Forward-Looking and Cautionary Statements


This report contains forward-looking statements relating to future events or our future financial performance.  In some cases, you can identify forward-looking statements by terminology such as may, will should," expect," "intend," "plan," anticipate," "believe," "estimate," "predict," "potential," "continue," or similar terms, variations of such terms or the negative of such terms.  These statements are only predictions and involve known and unknown risks, uncertainties and other factors.  Although forward-looking statements, and any assumptions upon which they are based, are made in good faith and reflect our current judgment, actual results could differ materially from those anticipated in such statements.  Except as required by applicable law, including the securities laws of the United States, we do not intend to update any of the forward-looking statements to conform these statements to actual results.

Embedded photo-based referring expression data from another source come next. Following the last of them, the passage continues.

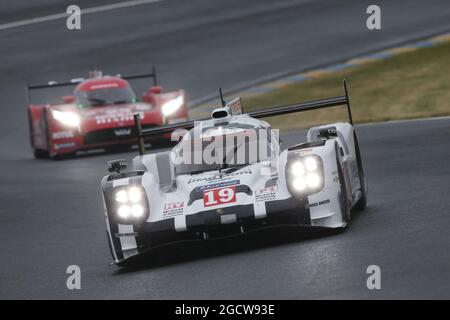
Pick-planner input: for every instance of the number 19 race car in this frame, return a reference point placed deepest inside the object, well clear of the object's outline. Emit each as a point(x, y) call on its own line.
point(228, 175)
point(99, 114)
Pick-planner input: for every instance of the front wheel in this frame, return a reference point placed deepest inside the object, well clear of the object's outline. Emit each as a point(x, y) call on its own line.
point(37, 153)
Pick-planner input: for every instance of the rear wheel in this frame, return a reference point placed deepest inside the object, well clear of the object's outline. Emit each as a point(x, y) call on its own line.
point(362, 202)
point(343, 196)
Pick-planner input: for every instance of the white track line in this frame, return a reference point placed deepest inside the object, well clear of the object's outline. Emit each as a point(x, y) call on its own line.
point(57, 16)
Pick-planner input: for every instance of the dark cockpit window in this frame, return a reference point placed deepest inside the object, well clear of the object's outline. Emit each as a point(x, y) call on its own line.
point(106, 96)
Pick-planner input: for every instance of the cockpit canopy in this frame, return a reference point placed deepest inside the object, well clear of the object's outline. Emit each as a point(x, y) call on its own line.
point(104, 91)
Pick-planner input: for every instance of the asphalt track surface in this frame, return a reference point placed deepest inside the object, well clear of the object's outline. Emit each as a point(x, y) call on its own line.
point(51, 214)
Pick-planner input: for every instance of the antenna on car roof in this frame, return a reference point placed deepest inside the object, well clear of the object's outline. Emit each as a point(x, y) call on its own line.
point(221, 98)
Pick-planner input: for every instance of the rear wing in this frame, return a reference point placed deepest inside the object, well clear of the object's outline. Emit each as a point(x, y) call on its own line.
point(55, 84)
point(305, 106)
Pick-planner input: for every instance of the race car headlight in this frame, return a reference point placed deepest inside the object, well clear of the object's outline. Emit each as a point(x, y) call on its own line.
point(67, 118)
point(172, 106)
point(304, 174)
point(130, 204)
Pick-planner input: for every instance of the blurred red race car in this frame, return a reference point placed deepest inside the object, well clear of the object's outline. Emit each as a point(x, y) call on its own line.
point(98, 113)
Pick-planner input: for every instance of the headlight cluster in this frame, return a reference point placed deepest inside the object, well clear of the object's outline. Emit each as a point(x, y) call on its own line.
point(304, 175)
point(172, 106)
point(130, 203)
point(67, 118)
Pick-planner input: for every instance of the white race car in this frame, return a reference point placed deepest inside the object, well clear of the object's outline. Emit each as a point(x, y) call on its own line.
point(214, 183)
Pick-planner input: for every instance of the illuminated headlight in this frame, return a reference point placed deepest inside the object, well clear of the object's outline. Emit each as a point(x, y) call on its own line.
point(67, 118)
point(172, 106)
point(304, 175)
point(131, 204)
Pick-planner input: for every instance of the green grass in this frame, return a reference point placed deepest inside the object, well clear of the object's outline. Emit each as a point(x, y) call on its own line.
point(409, 85)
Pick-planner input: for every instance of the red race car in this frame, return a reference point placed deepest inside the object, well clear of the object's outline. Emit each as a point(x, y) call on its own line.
point(99, 114)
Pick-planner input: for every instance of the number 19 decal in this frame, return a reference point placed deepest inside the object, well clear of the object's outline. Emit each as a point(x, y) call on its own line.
point(220, 196)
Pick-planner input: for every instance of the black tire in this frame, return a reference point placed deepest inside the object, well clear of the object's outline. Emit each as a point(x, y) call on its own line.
point(362, 202)
point(37, 153)
point(162, 143)
point(343, 196)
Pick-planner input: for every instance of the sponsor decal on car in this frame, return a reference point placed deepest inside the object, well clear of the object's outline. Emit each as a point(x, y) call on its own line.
point(218, 185)
point(215, 197)
point(62, 135)
point(266, 194)
point(178, 120)
point(126, 234)
point(114, 116)
point(316, 204)
point(173, 208)
point(218, 177)
point(122, 132)
point(64, 145)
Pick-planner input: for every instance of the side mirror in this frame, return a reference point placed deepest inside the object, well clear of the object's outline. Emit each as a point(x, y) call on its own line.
point(68, 99)
point(117, 165)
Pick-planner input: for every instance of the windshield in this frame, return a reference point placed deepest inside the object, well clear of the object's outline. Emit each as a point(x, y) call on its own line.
point(106, 96)
point(225, 151)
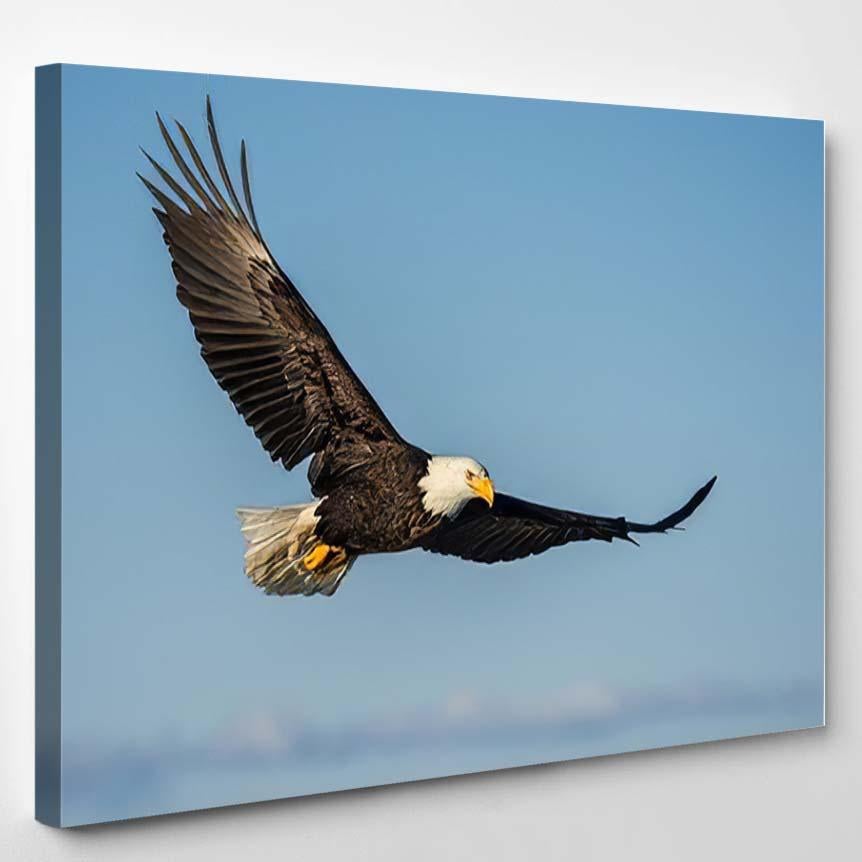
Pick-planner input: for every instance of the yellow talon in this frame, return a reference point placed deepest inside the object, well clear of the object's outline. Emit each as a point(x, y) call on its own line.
point(316, 557)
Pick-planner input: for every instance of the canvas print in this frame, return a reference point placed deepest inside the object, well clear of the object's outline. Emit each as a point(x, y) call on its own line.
point(467, 332)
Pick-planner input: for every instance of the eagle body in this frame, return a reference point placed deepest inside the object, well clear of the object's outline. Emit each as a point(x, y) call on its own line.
point(377, 507)
point(374, 491)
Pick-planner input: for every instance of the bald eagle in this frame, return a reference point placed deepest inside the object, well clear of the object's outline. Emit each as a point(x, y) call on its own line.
point(374, 492)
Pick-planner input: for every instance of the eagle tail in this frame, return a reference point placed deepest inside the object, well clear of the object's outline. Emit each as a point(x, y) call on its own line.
point(284, 555)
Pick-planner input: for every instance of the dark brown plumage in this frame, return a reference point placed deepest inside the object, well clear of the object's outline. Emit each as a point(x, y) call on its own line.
point(284, 374)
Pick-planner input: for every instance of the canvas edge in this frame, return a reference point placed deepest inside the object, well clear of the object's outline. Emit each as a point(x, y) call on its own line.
point(48, 607)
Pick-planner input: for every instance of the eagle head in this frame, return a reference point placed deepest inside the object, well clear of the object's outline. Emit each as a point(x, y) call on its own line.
point(450, 483)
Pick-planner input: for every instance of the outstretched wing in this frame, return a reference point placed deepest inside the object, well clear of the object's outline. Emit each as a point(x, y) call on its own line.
point(513, 528)
point(258, 336)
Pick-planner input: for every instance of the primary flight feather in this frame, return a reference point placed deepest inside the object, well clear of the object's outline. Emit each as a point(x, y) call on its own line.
point(375, 492)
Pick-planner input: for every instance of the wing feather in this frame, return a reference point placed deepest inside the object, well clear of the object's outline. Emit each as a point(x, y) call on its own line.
point(259, 337)
point(514, 528)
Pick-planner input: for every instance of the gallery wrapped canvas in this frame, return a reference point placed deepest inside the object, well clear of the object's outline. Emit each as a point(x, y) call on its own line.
point(378, 435)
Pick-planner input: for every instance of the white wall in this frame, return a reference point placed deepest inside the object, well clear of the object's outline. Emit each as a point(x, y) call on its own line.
point(786, 797)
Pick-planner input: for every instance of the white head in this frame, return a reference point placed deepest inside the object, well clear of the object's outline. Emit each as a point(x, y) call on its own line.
point(451, 483)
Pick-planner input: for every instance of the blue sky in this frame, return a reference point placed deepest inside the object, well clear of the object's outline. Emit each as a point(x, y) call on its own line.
point(604, 305)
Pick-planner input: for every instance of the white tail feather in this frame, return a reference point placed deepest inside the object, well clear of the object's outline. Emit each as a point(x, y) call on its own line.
point(277, 541)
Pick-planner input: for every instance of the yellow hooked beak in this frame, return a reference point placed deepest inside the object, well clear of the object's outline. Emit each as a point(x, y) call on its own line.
point(483, 487)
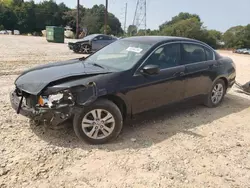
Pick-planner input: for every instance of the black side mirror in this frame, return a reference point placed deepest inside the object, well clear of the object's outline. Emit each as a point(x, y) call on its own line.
point(150, 69)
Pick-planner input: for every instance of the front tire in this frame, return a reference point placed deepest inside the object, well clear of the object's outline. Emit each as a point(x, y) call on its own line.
point(216, 94)
point(85, 48)
point(98, 123)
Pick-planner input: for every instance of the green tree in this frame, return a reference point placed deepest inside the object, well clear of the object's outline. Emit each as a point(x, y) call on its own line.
point(235, 37)
point(108, 30)
point(181, 16)
point(132, 30)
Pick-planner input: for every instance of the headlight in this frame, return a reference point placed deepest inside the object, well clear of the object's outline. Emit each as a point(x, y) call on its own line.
point(55, 99)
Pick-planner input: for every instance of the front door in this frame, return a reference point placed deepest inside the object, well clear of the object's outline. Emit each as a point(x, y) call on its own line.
point(199, 62)
point(152, 91)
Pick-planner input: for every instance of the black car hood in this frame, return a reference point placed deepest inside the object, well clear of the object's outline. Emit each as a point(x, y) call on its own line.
point(34, 80)
point(78, 41)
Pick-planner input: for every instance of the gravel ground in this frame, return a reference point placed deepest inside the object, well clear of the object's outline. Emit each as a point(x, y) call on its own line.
point(190, 146)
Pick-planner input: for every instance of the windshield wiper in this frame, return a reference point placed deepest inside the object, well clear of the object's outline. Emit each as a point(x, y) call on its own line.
point(97, 65)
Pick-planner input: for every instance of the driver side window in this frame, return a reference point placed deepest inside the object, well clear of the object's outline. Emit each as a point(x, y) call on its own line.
point(166, 56)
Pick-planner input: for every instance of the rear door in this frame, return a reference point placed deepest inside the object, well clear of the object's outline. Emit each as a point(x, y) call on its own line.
point(199, 64)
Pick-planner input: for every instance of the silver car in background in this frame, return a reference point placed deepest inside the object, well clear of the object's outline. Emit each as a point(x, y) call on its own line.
point(91, 43)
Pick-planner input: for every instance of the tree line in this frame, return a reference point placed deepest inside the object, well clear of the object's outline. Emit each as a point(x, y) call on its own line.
point(31, 17)
point(191, 26)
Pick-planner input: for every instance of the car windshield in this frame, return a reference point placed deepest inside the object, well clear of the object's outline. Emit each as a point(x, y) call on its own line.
point(89, 37)
point(120, 55)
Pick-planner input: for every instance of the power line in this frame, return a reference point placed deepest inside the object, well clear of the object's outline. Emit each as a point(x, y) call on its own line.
point(140, 17)
point(106, 17)
point(77, 19)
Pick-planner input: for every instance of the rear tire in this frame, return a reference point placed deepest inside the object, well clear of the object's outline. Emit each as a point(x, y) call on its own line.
point(216, 94)
point(99, 123)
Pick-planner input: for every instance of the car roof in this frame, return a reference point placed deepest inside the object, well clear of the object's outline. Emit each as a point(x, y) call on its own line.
point(152, 40)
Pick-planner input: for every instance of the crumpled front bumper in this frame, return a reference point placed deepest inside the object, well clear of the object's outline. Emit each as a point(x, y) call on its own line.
point(24, 110)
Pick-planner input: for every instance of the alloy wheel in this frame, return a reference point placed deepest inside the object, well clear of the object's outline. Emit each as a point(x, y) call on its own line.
point(217, 93)
point(98, 124)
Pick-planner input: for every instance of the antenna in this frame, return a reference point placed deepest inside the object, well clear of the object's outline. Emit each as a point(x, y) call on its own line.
point(140, 17)
point(125, 19)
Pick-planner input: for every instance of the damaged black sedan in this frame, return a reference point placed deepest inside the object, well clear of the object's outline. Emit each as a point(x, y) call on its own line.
point(127, 77)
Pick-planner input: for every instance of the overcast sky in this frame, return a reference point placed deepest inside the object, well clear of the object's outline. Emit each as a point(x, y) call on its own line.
point(216, 14)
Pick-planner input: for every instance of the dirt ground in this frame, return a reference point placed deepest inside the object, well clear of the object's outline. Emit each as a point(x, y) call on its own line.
point(190, 146)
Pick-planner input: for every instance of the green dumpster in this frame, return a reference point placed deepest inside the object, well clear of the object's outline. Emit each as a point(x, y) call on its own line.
point(55, 34)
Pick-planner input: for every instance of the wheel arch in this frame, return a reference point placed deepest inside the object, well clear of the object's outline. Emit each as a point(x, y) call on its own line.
point(224, 78)
point(121, 102)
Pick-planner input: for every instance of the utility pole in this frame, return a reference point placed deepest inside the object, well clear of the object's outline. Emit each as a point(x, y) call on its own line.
point(125, 21)
point(77, 19)
point(106, 18)
point(140, 17)
point(145, 17)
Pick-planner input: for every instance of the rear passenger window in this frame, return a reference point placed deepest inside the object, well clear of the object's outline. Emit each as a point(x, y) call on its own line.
point(193, 53)
point(209, 54)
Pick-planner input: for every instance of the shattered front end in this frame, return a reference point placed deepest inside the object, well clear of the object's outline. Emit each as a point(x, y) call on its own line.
point(53, 106)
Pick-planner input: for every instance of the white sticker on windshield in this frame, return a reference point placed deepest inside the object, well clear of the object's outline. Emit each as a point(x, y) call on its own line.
point(133, 49)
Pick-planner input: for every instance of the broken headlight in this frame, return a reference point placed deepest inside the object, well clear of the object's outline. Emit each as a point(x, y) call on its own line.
point(61, 99)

The following information should be read in conjunction with the financial statements and notes thereto appearing elsewhere in this Form 10-Q.


Going Concern


Our independent auditors have indicated in a footnote to our financial statements that we have not yet established an ongoing source of revenues sufficient to cover operating costs and to allow us to continue as a going concern.  Our ability to continue as a going concern is dependent on us securing and maintaining adequate capital to fund operating losses until we become profitable.  If we are unable to increase revenues or secure adequate financing in the near future, allowing us to fully implement our business plan, our ability to continue as a going concern may be compromised, and we could be forced to cease operations.


During 2010, we began to explore potential merger candidates  existing operating entities or start-ups, likely in the technology industry.  Any such mergers would be facilitated with the issuance of common stock, and would play a key role in diversifying our business interests.  


       

On May 21, 2010 we formed Eveps International, Inc., a Nevada company, as a wholly-owned subsidiary. On September 24, 2010, we changed the name of the subsidiary to Wireless Power Controls, Inc. (Wireless).  As of September 30, 2011 Wireless had no assets or liabilities, and had not earned any revenues.


Effective June 10, 2011, the Company changed its name from Rocky Mountain Fudge Company, Inc. to Bitzio, Inc.  Pursuant to this transaction, shares of the Companys common stock are now trading under the Companys new trading symbol, BTZO.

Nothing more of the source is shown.